# A dull coat?



## I_heart_Fraggles (Jun 4, 2011)

So I was giving Fraggles couch lovies and I noticed her coat is dull and kinda coarse. Usually she has a sleek shiny coat but its kinda drab now. I am concerned cause poor coat can mean a diet problem. She has been getting orchard grass hay the last week. The feed store did not have any timothy but as soon as this bag of orchard grass is gone she is going back to timothy. She is pellet free although I am thinking of putting her back on them even though she is chunky. She gets about a half cup of dark leaf veg everyday. Oh and craisons  
This is our first summer with a adult bun so maybe its that time of year? Also Fraggles never goes outside cause she is afraid. She flattens herself and won't move an inch. Any advice.
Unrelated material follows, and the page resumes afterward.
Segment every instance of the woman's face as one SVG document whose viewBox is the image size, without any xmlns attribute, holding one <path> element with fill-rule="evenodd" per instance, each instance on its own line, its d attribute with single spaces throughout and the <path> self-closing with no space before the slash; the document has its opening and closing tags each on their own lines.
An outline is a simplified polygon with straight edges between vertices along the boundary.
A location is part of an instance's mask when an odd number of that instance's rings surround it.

Sorry bout the lousy pic but you get the idea.


----------



## Tweetiepy (Jun 4, 2011)

No clue, but I have a thought. could that be what happens before they moult? Is it possible that the fur looks "dead" before it falls out? My bunnies haven't yet had a full moult so I can't be sure. I know oats made my boys' fur nice & shiny


----------



## fuzz16 (Jun 4, 2011)

i dont member the coats getting dull, just thick and fluffier before a moult. 
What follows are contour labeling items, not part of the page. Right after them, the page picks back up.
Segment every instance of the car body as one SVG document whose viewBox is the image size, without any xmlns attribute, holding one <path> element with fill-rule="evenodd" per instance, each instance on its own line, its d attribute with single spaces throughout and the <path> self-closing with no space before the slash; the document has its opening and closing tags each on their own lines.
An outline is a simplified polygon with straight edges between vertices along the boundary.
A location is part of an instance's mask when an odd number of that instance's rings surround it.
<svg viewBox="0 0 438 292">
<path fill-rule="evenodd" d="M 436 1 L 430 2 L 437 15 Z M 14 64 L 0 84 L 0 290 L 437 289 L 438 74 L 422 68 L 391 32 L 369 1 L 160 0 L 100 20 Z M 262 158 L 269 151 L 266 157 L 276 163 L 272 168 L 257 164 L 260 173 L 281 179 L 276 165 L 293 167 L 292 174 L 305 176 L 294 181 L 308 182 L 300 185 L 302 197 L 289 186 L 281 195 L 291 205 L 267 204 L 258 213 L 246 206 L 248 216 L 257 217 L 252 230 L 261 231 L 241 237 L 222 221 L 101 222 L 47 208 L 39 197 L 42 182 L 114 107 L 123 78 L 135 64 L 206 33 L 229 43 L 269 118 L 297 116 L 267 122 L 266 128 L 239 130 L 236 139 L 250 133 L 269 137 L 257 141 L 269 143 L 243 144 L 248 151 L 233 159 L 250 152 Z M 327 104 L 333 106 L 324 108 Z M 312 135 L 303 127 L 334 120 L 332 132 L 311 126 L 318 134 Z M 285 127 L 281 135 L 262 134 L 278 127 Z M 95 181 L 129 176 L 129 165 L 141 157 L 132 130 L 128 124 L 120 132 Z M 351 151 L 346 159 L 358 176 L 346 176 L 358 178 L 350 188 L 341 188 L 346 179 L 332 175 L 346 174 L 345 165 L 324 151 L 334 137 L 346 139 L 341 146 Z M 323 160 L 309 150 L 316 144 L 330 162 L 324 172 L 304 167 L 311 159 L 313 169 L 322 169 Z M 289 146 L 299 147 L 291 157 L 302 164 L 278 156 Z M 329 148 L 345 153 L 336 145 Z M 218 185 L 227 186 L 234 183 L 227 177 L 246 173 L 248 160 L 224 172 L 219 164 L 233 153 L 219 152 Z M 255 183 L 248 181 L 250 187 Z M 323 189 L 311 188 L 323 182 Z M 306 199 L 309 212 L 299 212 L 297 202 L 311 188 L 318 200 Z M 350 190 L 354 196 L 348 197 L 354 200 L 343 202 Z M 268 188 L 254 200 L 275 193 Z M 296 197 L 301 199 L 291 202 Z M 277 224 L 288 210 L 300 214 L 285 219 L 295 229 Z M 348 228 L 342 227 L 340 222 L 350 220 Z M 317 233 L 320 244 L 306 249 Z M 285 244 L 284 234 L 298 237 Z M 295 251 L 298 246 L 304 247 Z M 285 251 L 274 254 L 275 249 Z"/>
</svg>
maybe just diet? she may not be getting all the minerals and vitamins needed.


----------



## I_heart_Fraggles (Jun 4, 2011)

Any suggestions on how to give her more vitamins without adding a lot to her diet? She is very fat


----------



## fuzz16 (Jun 4, 2011)

they can get fat off hay too if they are not getting enough excercise
orchard hay is rich and sweet from what i understand, going to timothy, or even brome which you could get cheap, would work. 

try a larger array of veggies, not sure if she should have more than 1/2 cup or not. but cheerios are a good treat, too, instead of craisons-which are high in sugar 

from everything ive read with varied veggies and varied hay('for wearing down teeth) she should be able to get everything. 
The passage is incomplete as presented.